For the doctor, who very often is not aware of each insurance corporation’s special “flex” rules, it is very likely to mean 1/2-1 hour per patient (reviewing charts to show that the prescriptions are medically justified, writing prescriptions and explanatory letters, dealing with claims denials), for each time the patient wants to use their own money, from their flexible spending account. The typical family doctor has 2500-3000 patients. An employed person may want to use their flex plan once or twice every year. Unless the doctor or his helpers memorize the rules for each employer’s “flexible” insurance policy, it’s going to be a major hassle.

This all comes on top of the many hours spent by medical practices in dealing directly with insurance corporations, trying to get paid for the services they’ve already given (dollars the patient and their employer already handed over to the insurance corporation):

– Doctors, 3.4 hours per week, mostly obtaining prior authorizations;
– Nurses/medical assistants, 20.6 hours per physician per week (>13 hours per week obtaining prior authorizations);
– Medical clerical workers, 53.1 hours per physician per week (billing and obtaining prior authorizations);
– Practice administrators, 163.2 hours a year (managing contracts, settling disputes with insurances, etc.).

…Allow me to humbly add that in old-fashioned single-doctor micropractices like mine, most or all of those jobs (and hours) belong to one physician – on top of patient visits, phone calls, diagnostic reports, emails, prescription refill requests, and faxes.

Now you know why your doctor either sounded so snippy, or so tired, when you mentioned your “flexible” spending account! If you asked every doctor in the United States whether they’d rather be providing direct patient care, or arguing with insurance companies about whether they should pay for a bottle of baby aspirin, I bet I know what they would tell you.

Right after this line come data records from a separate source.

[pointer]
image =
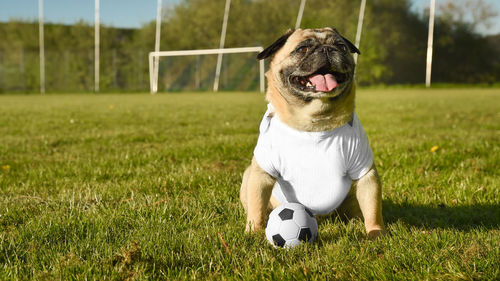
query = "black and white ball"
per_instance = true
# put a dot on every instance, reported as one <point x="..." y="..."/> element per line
<point x="291" y="224"/>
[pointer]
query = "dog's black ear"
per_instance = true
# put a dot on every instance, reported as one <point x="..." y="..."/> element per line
<point x="269" y="51"/>
<point x="351" y="46"/>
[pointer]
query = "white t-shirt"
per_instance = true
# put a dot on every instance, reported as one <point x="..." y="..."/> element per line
<point x="315" y="169"/>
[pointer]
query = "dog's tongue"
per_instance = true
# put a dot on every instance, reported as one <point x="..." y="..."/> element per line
<point x="324" y="83"/>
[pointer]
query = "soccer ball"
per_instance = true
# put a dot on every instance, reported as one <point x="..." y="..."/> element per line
<point x="291" y="224"/>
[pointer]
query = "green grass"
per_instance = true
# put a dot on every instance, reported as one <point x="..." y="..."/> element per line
<point x="140" y="187"/>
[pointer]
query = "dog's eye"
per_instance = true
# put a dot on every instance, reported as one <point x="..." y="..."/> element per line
<point x="303" y="49"/>
<point x="343" y="47"/>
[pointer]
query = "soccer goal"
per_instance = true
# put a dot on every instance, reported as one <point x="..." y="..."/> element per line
<point x="153" y="76"/>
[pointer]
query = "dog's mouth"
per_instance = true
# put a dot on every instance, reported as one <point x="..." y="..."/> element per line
<point x="323" y="80"/>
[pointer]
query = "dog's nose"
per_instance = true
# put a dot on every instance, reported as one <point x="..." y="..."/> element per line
<point x="326" y="49"/>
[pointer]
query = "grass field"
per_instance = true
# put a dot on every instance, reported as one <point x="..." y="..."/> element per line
<point x="110" y="187"/>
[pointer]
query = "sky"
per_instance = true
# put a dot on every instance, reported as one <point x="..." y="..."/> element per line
<point x="130" y="13"/>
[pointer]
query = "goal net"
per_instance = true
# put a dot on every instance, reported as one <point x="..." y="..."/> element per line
<point x="196" y="69"/>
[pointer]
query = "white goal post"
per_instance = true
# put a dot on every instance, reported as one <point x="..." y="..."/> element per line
<point x="154" y="56"/>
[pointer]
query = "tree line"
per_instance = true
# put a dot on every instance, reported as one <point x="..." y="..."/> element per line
<point x="393" y="46"/>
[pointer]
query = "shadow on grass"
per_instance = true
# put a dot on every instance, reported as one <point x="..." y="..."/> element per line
<point x="460" y="217"/>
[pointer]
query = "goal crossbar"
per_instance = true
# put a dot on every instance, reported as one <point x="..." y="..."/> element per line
<point x="153" y="79"/>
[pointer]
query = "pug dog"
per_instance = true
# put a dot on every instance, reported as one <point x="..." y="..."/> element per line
<point x="312" y="148"/>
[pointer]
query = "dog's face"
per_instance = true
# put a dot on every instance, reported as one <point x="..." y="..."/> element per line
<point x="312" y="63"/>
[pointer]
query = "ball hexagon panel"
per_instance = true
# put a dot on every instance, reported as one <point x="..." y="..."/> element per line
<point x="305" y="234"/>
<point x="278" y="240"/>
<point x="286" y="214"/>
<point x="289" y="229"/>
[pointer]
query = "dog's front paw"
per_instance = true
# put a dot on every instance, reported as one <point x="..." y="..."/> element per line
<point x="376" y="233"/>
<point x="252" y="227"/>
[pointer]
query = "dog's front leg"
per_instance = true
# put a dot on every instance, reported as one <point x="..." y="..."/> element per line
<point x="369" y="196"/>
<point x="255" y="194"/>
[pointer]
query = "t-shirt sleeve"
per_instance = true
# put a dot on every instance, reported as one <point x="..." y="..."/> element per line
<point x="357" y="152"/>
<point x="264" y="155"/>
<point x="263" y="152"/>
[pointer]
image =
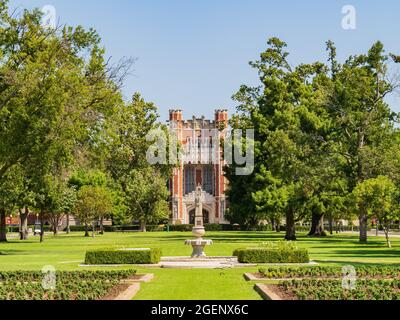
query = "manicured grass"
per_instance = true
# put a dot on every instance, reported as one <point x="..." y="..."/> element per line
<point x="198" y="284"/>
<point x="67" y="252"/>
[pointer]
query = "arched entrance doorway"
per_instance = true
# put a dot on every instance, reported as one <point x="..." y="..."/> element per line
<point x="192" y="214"/>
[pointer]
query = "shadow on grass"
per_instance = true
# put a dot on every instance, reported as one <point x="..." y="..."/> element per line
<point x="10" y="252"/>
<point x="355" y="263"/>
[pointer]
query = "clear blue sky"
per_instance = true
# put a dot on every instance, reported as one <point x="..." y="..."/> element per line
<point x="194" y="55"/>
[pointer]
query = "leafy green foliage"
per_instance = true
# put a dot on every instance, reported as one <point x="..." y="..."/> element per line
<point x="98" y="257"/>
<point x="76" y="285"/>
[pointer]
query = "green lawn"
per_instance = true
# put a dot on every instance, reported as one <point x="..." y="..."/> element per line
<point x="66" y="252"/>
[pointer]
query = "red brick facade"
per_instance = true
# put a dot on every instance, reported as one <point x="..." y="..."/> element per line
<point x="202" y="164"/>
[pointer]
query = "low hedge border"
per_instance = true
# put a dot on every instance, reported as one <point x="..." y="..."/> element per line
<point x="121" y="256"/>
<point x="267" y="255"/>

I’m currently fighting this problem by understanding the “flex” rules, and figuring out how to explain them in plain language to patients, to try to avoid long drawn-out insurance battles – and I don’t get snippy, because I know how it is.

But really, recognizing the fundamental differences between the interests of the health-insurance-corporate 1%, and the interests of the ordinary-patient-who-wants-to-prevent-illness 99% – and acting on that understanding – is the only thing that will ultimately solve these problems.